Review: “1917” Pantas Diganjar Penghargaan Tertinggi
Judul film “1917” karya sutradara Sam Mendes mungkin tidak setenar “The Irishman” karya Martin Scorsese, “Once Upon A Time…In Hollywood” karya Quentin Tarantino, atau bahkan “Parasite” milik Bong Joon Ho dalam kategori film terbaik tahun 2019. Akan tetapi, semua keraguan tentang kualitas film berlatar belakang Perang Dunia ke-2 tersebut sirna ketika kami menghadiri special screening yang diadakan di CGV Cinemas, Grand Indonesia (17/1). Film yang telah memenangkan penghargaan “Best Motion Picture Drama Category” di ajang Golden Globes 2020 ini pantas mendapatkan semua pujian dan penghargaan yang telah didapatkan di sepanjang musim penghargaan kali ini. Mungkin jika di tahun “1917” perihal memberi pesan kepada kawan semudah dan secepat di tahun 2017, tentu tidak akan ada cerita tentang perjuangan mulia hidup dan mati hingga pengorbanan nyawa oleh dua orang tentara Inggris muda Kopral Schofield dan Kopral Blake.
Demi menyelamatkan satu batalyon dari taktik jebakan tentara Jerman, Kopral Schofield dan Kopral Blake diberi tugas oleh sang atasan untuk menyampaikan sebuah surat bagi Kolonel MacKenzie di Resimen Devonshire agar membatalkan penyerangan terhadap Jerman, karena hal tersebut dapat menyelamatkan kurang lebih 1.600 nyawa termasuk kakak dari Kopral Blake. Namun untuk menyampaikan pesan dalam secarik surat tersebut, Schofield dan Blake diharuskan menyeberangi teritorial musuh sambil dikerjar oleh musuh mereka yang lainnya yaitu waktu. Pesan tersebut harus sampai dalam waktu kurang dari 24 jam, sebelum penyerangan oleh Resimen Devonshire dilakukan.
Ada begitu banyaknya rintangan yang menghadapi kedua tentara Inggris yang berani ini tidak menyurutkan tekad mereka berdua untuk menyampaikan pesan tersebut langsung ke tangan sang kolonel. Hingga akhirnya di tengah jalan, karena kebaikan hatinya Kopral Blake justru harus mengorbankan nyawanya dan mengantarkan Kopral Schofield sendirian menyelesaikan misi penting tersebut.
Setelah berkali-kali baku tembak dengan tentara Jerman, Schofield yang pantang menyerah akhirnya berhasil melewati wilayah kekuasaan Jerman di Ecoust dan sampai kepada batalyon kedua di Resimen Devonshire tepat sebelum penyerangan dimulai.
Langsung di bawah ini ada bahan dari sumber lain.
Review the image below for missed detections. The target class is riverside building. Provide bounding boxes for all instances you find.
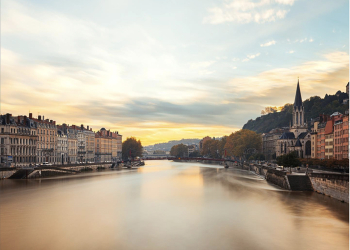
[30,113,57,164]
[57,130,68,164]
[0,114,38,167]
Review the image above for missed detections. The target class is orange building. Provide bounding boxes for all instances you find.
[334,114,349,160]
[324,120,334,159]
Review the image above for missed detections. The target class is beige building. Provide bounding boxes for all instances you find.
[95,128,112,162]
[57,130,68,164]
[0,114,38,167]
[67,132,77,164]
[262,128,288,160]
[31,113,57,164]
[84,126,95,163]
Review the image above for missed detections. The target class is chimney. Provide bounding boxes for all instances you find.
[81,124,84,130]
[29,113,32,119]
[53,121,56,125]
[87,125,89,130]
[38,115,41,121]
[43,116,45,120]
[6,113,11,124]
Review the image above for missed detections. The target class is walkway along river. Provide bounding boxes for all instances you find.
[0,160,348,250]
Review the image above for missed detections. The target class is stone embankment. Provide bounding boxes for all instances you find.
[1,162,125,180]
[242,162,348,202]
[309,173,349,203]
[174,159,349,203]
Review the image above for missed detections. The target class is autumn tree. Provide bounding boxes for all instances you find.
[224,129,262,160]
[122,137,143,160]
[170,144,188,157]
[202,137,228,159]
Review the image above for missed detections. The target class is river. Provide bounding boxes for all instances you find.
[0,160,348,250]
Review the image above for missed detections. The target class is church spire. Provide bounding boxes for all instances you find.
[294,78,303,108]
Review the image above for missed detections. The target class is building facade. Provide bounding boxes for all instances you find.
[57,130,68,164]
[31,114,57,164]
[262,128,288,160]
[0,114,38,167]
[95,128,112,162]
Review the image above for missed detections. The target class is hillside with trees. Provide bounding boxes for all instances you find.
[243,91,349,134]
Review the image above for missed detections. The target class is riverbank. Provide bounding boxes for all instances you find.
[0,161,144,180]
[173,159,349,203]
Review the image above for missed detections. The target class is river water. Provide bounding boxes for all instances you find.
[0,160,348,250]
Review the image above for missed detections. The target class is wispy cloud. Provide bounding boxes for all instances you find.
[204,0,294,24]
[242,53,261,62]
[287,50,295,53]
[260,40,276,47]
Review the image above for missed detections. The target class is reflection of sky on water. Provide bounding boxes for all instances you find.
[0,160,348,250]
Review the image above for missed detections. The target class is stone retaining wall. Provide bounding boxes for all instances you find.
[309,173,349,203]
[0,170,16,179]
[265,168,290,190]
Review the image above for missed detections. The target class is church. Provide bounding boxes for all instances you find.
[276,80,312,158]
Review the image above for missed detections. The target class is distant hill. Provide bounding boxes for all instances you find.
[144,138,200,152]
[243,91,349,134]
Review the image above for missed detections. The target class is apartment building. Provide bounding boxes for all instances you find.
[31,113,57,164]
[0,114,38,167]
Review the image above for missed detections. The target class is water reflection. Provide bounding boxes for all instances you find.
[0,160,348,250]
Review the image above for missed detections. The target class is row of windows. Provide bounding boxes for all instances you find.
[39,129,56,135]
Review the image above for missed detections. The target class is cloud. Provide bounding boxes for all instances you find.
[242,53,261,62]
[287,50,295,53]
[227,51,349,97]
[204,0,294,24]
[260,40,276,47]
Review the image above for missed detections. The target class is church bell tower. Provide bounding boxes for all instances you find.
[292,79,305,128]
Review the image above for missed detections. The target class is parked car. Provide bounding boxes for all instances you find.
[42,162,52,166]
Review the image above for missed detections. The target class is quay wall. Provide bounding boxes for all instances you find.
[2,163,122,179]
[0,170,16,179]
[171,159,348,202]
[309,173,349,203]
[265,168,290,190]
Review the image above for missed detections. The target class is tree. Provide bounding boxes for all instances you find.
[122,137,143,160]
[189,150,201,157]
[224,129,262,160]
[248,153,265,161]
[276,151,300,173]
[170,144,188,157]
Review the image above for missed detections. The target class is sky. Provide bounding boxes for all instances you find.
[1,0,349,145]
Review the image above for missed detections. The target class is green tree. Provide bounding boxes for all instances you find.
[189,150,201,157]
[122,137,143,160]
[276,151,300,172]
Janji seorang sahabat, tekad, dan keberanian yang dibawa oleh Schofield membawanya menyelesaikan misi tersebut dan membawa pesan sampai ke tangan Kolonel MacKenzie sehingga menyelamatkan ribuan sesama tentara Inggris lainnya dari kematian yang sia-sia.
Apiknya teknik pengambilan gambar long shot dalam film “1917” merupakan salah satu yang patut diapresiasi dalam film ini. Dimana teknik pengambilan gambar yang sama juga dilakukan pada film “The Atonement”, “Gravity”, dan “Birdman” yang berhasil memenangkan kategori Best Picture dalam penghargaan 87th Academy Awards. Sejak frame pertama sampai terakhir dalam scoring film dan efek visual yang sangat menakjubkan, penonton diajak untuk benar-benar masuk dan turut serta mengikuti perjalanan misi Schofield dan Blake yang mendebarkan hingga merasakan ketegangan yang sama.
Film “1917” benar-benar hadir dengan membawa kesegaran bagi para pecinta film bertema perang dunia maupun mereka yang hanya menikmati dramanya. Ada perasaan haru, sedih, senang juga bangga. Dengan jalan cerita yang sebenarnya sangat sederhana, film karya sutradara Sam Mendes ini memberikan kesan begitu kompleks secara emosi namun begitu indah dalam sinematografi. Tidak ragu lagi, kami merekomendasikan kamu yang menyukai adrenalin dan film peperangan untuk menyaksikan “1917” di jaringan bioskop CGV di kotamu!